According to Michael Codner, Deputy Director of the Royal United Services Institute, even if a Tory government re-imposes the ban, the measure likely would be temporary. Codner told the UC Santa Barbara research staff that a generational change is occurring at the top of the British forces and that he expects the next cohort of military leaders to be more supportive of gay rights. Codner says that “if the Conservatives win the next election…[re-imposing the ban] might be an issue. However, if we’re talking six or seven years down the road, the service chiefs would not advise them to re-impose the ban at that point.”

Finally, academic, military, and political observers who were contacted by the UC Santa Barbara research staff said that the re-imposition of the ban on homosexual service members would be legally difficult given recent human rights measures that have been incorporated into British law. Observers agree that the reinstatement of the ban could be seen as a challenge to the European Court of Human Rights and thus lead to Britain’s expulsion from the Council of Europe.

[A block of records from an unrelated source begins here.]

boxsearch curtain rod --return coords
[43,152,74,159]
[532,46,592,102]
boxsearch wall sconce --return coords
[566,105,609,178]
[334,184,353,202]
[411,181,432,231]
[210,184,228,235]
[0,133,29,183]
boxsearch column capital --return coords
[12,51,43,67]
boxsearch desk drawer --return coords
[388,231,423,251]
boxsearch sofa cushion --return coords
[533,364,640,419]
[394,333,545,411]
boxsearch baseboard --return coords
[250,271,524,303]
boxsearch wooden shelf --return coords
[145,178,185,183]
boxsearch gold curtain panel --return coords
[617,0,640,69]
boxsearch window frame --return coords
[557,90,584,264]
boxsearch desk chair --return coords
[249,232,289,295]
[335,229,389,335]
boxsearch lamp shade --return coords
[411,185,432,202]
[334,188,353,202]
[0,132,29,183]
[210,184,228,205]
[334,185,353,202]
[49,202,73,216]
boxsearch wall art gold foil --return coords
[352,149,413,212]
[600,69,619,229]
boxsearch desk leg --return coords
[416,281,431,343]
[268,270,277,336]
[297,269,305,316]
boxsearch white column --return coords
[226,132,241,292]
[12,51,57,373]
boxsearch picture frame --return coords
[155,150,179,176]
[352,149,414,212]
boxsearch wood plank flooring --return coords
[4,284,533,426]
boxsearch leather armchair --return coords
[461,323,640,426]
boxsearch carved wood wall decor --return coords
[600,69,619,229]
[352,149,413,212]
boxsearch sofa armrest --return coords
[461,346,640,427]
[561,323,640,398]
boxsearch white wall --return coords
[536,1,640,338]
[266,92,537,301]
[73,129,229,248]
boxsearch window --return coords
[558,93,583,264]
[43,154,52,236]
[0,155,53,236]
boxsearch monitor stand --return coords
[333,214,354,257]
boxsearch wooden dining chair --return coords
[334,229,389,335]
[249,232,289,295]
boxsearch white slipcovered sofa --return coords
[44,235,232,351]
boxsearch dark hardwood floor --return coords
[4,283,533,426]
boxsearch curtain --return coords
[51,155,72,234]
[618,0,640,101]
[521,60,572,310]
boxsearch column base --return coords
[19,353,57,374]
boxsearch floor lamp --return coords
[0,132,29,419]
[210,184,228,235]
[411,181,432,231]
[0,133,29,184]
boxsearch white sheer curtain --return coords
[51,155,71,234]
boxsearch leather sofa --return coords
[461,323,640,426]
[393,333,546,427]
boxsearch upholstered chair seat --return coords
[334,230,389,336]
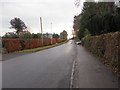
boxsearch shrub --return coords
[2,38,64,53]
[83,32,120,77]
[2,39,21,53]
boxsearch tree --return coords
[76,29,84,40]
[74,2,118,37]
[19,31,31,50]
[60,30,68,40]
[43,33,50,39]
[10,17,27,35]
[2,32,18,38]
[52,33,59,38]
[19,31,31,40]
[32,33,39,39]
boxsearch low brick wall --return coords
[83,32,120,77]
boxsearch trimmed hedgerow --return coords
[83,32,120,77]
[2,39,22,53]
[2,38,62,53]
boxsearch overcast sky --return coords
[0,0,84,38]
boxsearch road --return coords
[3,40,76,88]
[2,40,118,88]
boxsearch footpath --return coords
[74,45,118,88]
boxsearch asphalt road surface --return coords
[3,40,76,88]
[2,40,118,88]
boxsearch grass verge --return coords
[18,41,67,53]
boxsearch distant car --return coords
[76,41,81,45]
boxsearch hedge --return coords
[2,39,22,53]
[2,38,63,53]
[83,32,120,77]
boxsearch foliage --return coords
[2,38,63,53]
[2,39,22,53]
[19,41,67,53]
[83,32,120,77]
[52,33,59,38]
[76,29,84,40]
[43,33,50,39]
[74,2,120,39]
[2,32,18,39]
[19,31,31,40]
[83,29,91,37]
[60,30,68,40]
[32,33,39,39]
[10,17,27,34]
[18,31,31,49]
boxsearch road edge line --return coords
[70,58,76,88]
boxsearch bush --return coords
[83,32,120,77]
[2,38,63,53]
[2,39,22,53]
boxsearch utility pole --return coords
[51,22,53,45]
[40,17,43,46]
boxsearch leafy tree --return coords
[37,33,42,39]
[10,17,27,34]
[43,33,49,39]
[32,33,39,39]
[74,2,119,39]
[60,30,68,40]
[2,32,18,38]
[19,31,31,40]
[52,33,59,38]
[76,29,84,40]
[84,29,91,37]
[19,31,31,50]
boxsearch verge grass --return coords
[18,41,67,53]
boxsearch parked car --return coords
[76,41,81,45]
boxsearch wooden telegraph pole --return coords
[51,22,53,45]
[40,17,43,46]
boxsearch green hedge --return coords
[83,32,120,77]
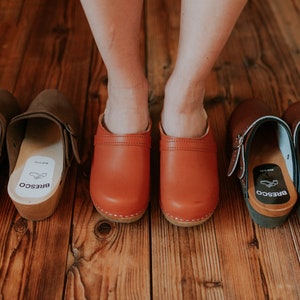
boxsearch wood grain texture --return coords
[0,0,299,299]
[64,43,151,299]
[146,0,300,299]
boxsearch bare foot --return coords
[103,80,149,134]
[161,79,207,138]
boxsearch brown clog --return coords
[160,124,219,227]
[228,99,297,228]
[282,102,300,218]
[0,90,20,161]
[6,89,80,221]
[90,115,151,223]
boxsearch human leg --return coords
[80,0,148,134]
[82,0,151,222]
[160,0,247,226]
[162,0,247,138]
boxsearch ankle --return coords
[164,77,206,113]
[161,77,208,138]
[107,78,149,105]
[103,79,149,134]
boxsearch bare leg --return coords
[80,0,149,134]
[162,0,247,137]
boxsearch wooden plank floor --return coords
[0,0,300,299]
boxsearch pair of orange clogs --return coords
[0,89,80,221]
[90,114,219,227]
[228,99,300,228]
[90,98,300,228]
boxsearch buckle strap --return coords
[227,116,283,179]
[6,90,80,173]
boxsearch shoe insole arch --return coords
[7,118,63,205]
[248,121,297,208]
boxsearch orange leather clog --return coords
[90,115,151,223]
[160,124,219,227]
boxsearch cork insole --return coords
[248,122,297,207]
[7,118,63,205]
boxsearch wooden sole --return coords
[7,118,64,220]
[162,210,214,227]
[95,206,148,223]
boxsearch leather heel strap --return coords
[227,99,296,184]
[227,99,278,179]
[6,89,80,174]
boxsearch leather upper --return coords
[90,115,151,220]
[160,124,219,223]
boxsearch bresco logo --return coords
[19,183,50,189]
[260,180,278,188]
[256,190,288,197]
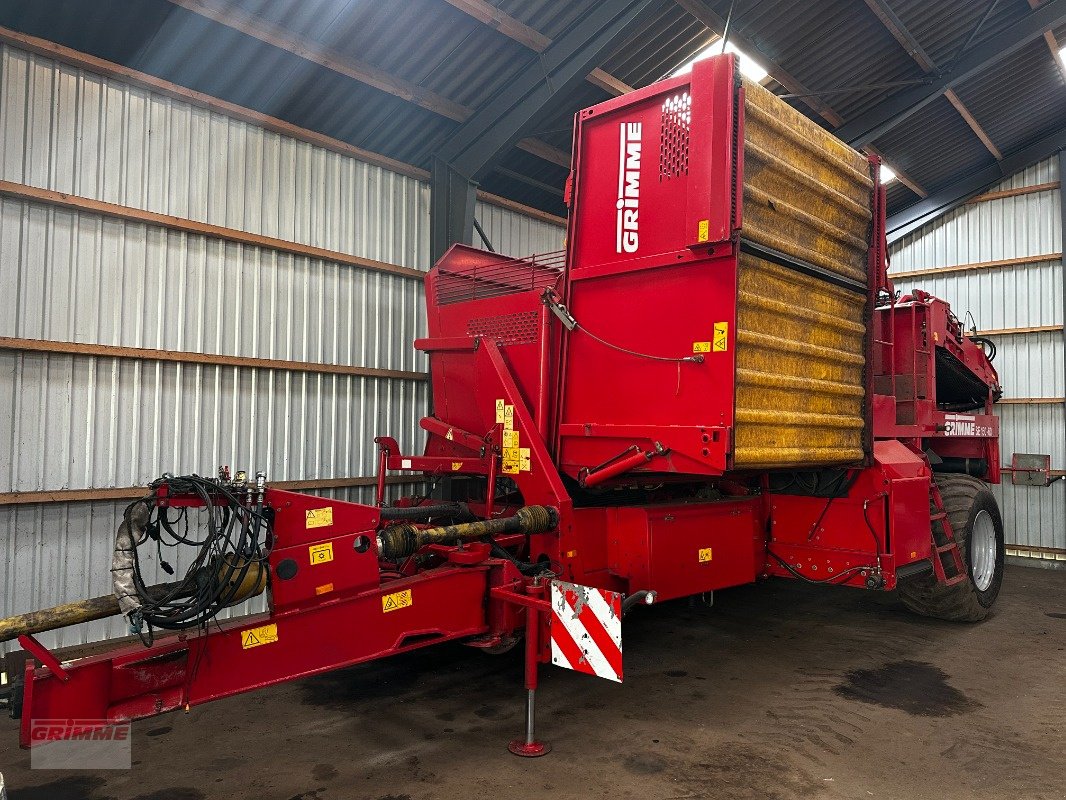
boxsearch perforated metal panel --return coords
[467,311,540,345]
[659,92,691,181]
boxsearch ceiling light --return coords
[672,40,768,83]
[880,164,898,184]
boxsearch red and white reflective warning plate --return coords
[549,580,623,682]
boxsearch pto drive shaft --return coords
[377,505,558,561]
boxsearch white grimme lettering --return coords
[616,122,642,253]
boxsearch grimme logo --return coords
[615,121,642,253]
[944,413,993,437]
[30,719,132,770]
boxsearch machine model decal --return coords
[549,580,623,683]
[309,542,333,565]
[381,589,413,613]
[615,122,642,254]
[240,623,278,650]
[305,507,333,529]
[944,413,993,437]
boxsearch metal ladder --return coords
[929,481,967,586]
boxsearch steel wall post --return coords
[1059,148,1066,491]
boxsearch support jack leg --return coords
[509,580,550,757]
[509,688,550,757]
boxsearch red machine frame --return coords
[12,54,1002,755]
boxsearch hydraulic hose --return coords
[379,503,469,521]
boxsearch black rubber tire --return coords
[897,474,1005,622]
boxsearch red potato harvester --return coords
[1,54,1004,756]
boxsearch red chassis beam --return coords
[18,486,542,748]
[20,565,496,748]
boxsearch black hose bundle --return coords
[969,335,997,362]
[114,474,272,643]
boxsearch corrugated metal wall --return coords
[0,41,564,658]
[890,155,1065,562]
[473,200,567,257]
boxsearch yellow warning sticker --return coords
[503,429,519,449]
[451,461,464,471]
[504,447,520,463]
[503,404,514,431]
[309,541,334,565]
[315,583,334,595]
[305,507,333,529]
[519,448,531,472]
[502,463,520,475]
[382,589,413,613]
[495,399,505,424]
[445,428,455,441]
[241,623,278,649]
[713,322,729,352]
[698,548,713,563]
[697,219,710,243]
[693,341,711,353]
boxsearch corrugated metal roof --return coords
[953,37,1066,155]
[871,95,998,191]
[0,0,1063,222]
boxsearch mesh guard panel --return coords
[659,92,691,181]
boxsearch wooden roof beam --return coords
[865,145,928,198]
[835,0,1066,146]
[674,0,844,126]
[439,0,635,96]
[862,0,1002,160]
[944,89,1003,159]
[0,25,568,227]
[167,0,568,170]
[1028,0,1066,82]
[673,0,927,197]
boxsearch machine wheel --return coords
[897,474,1004,622]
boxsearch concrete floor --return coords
[1,564,1064,800]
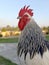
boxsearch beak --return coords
[17,16,21,19]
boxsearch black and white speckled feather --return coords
[17,19,49,60]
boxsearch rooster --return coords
[17,6,49,65]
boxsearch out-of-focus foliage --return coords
[1,25,20,32]
[42,26,49,34]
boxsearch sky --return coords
[0,0,49,27]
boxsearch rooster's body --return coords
[17,6,49,65]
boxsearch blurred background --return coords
[0,0,49,42]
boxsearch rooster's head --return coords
[17,5,33,31]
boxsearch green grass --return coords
[0,56,17,65]
[0,35,49,43]
[0,37,18,43]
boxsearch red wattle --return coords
[18,20,25,31]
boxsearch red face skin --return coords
[18,15,30,31]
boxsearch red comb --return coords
[19,5,33,17]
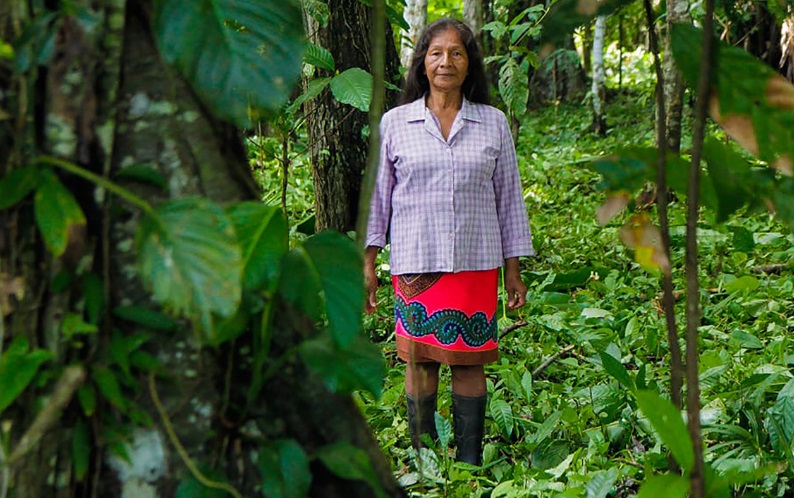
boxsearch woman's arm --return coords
[503,257,527,310]
[364,246,381,314]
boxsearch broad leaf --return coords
[227,202,287,292]
[91,367,127,413]
[258,439,312,498]
[499,58,528,118]
[315,442,385,497]
[532,410,562,446]
[113,305,179,332]
[435,412,453,448]
[765,378,794,455]
[114,164,167,190]
[538,0,634,50]
[299,335,384,397]
[0,166,40,210]
[599,351,634,391]
[635,390,694,472]
[330,68,372,112]
[490,398,514,437]
[287,77,331,116]
[175,467,229,498]
[34,170,86,257]
[304,42,335,71]
[153,0,306,127]
[302,231,365,347]
[636,473,689,498]
[72,417,90,481]
[585,467,618,498]
[702,139,758,221]
[137,197,242,332]
[0,337,52,414]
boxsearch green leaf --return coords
[702,139,757,221]
[498,58,528,118]
[435,412,453,448]
[137,197,242,333]
[531,440,569,470]
[0,338,52,414]
[227,202,287,292]
[635,390,694,472]
[724,275,760,295]
[315,442,384,497]
[765,378,794,455]
[153,0,306,126]
[599,351,634,391]
[34,170,86,257]
[302,231,364,347]
[330,68,372,112]
[72,417,90,481]
[286,78,331,116]
[521,370,533,404]
[585,467,618,498]
[114,164,167,190]
[258,439,312,498]
[175,468,229,498]
[636,473,689,498]
[113,305,179,332]
[77,384,97,416]
[92,367,127,413]
[277,248,323,320]
[489,398,514,437]
[539,0,633,48]
[82,272,104,325]
[532,409,562,446]
[299,335,384,397]
[304,42,335,71]
[129,351,163,373]
[0,167,40,210]
[728,226,755,253]
[483,21,508,40]
[61,313,98,339]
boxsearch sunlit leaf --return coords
[635,390,694,472]
[137,197,242,332]
[153,0,306,126]
[330,68,372,112]
[34,170,87,257]
[618,213,669,274]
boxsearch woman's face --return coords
[423,28,469,96]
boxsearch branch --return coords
[7,365,86,465]
[751,264,788,274]
[532,345,576,379]
[499,320,528,340]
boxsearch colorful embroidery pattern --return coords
[395,296,497,347]
[397,273,443,299]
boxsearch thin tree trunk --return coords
[464,0,483,38]
[662,0,690,152]
[400,0,427,68]
[591,15,607,135]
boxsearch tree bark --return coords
[463,0,483,38]
[305,0,400,233]
[400,0,427,68]
[591,15,607,135]
[662,0,690,153]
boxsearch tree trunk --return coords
[305,0,400,233]
[781,14,794,82]
[591,15,607,135]
[662,0,690,152]
[2,1,403,497]
[400,0,427,68]
[463,0,483,38]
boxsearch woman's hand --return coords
[364,246,380,314]
[504,257,527,311]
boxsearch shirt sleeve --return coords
[365,114,395,249]
[492,112,535,259]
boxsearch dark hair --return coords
[401,18,489,105]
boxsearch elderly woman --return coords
[364,18,534,465]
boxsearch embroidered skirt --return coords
[393,269,499,365]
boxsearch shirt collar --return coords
[404,96,483,123]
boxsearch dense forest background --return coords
[1,0,794,497]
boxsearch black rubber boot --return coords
[406,393,438,448]
[452,393,487,465]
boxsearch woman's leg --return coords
[405,362,440,448]
[450,364,487,465]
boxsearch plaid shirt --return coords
[366,97,534,275]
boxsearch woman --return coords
[364,18,534,466]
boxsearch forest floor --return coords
[356,91,794,498]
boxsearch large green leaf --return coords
[91,367,127,413]
[702,139,758,222]
[585,467,618,498]
[304,42,335,71]
[636,473,689,498]
[137,197,242,332]
[330,68,372,112]
[498,58,528,118]
[490,398,514,437]
[286,77,331,116]
[34,170,86,257]
[315,442,385,497]
[153,0,306,127]
[765,378,794,455]
[299,335,384,397]
[599,351,634,391]
[258,439,312,498]
[0,166,40,210]
[302,231,364,347]
[0,337,52,414]
[175,468,229,498]
[227,202,287,292]
[635,390,694,472]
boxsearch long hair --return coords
[400,18,489,105]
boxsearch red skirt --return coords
[393,269,499,365]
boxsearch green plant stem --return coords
[686,0,716,495]
[642,0,683,412]
[38,155,154,216]
[355,0,386,249]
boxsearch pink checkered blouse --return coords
[365,97,534,275]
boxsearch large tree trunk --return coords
[305,1,400,233]
[2,1,403,497]
[400,0,427,68]
[662,0,690,152]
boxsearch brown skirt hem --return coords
[396,336,498,366]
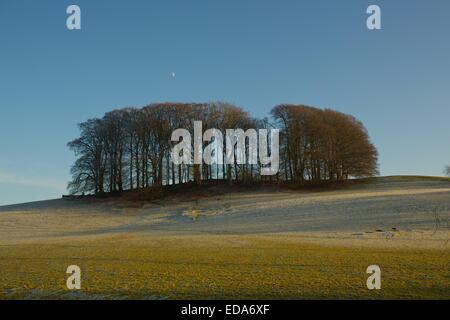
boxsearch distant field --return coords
[0,176,449,299]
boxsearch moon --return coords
[171,72,176,78]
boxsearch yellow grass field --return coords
[0,233,448,300]
[0,177,449,299]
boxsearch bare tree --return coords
[67,118,107,195]
[444,165,450,177]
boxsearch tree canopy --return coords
[67,102,378,195]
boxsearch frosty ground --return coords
[0,176,449,299]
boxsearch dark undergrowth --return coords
[63,175,450,206]
[63,178,367,205]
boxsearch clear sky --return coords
[0,0,449,205]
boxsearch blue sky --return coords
[0,0,449,205]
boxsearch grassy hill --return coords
[0,176,449,299]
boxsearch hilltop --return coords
[1,175,449,241]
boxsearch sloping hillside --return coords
[1,176,449,242]
[0,176,448,299]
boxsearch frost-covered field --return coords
[0,176,449,299]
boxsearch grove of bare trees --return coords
[272,104,379,183]
[67,102,378,195]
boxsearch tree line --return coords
[67,102,378,195]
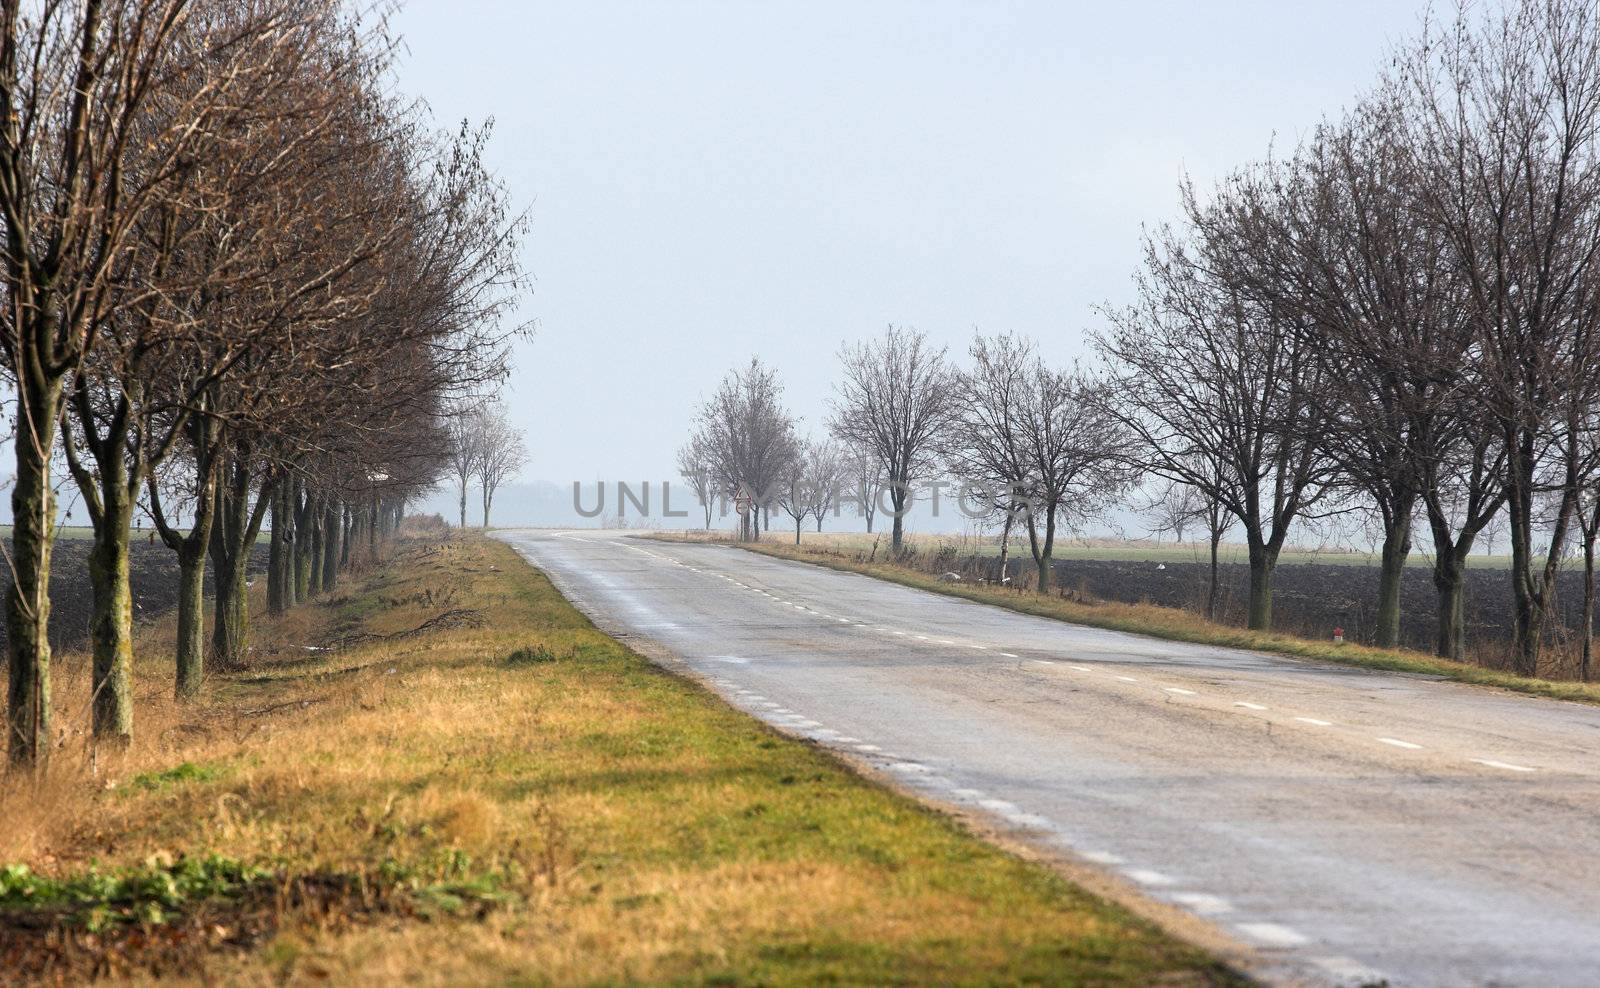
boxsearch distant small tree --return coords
[677,438,717,529]
[842,449,884,533]
[473,403,527,528]
[447,405,485,529]
[807,440,845,532]
[1146,481,1206,544]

Britain became the twenty third country to allow gays and lesbians to serve in the military when it lifted its gay ban in January, 2000. The policy change followed a September, 1999 ruling by the European Court of Human Rights that Britain’s ban violated the right to privacy guaranteed in Article 8 of the European Convention on Human Rights. Among the original members of NATO, only the United States and Turkey exclude gay and lesbian soldiers from the armed forces.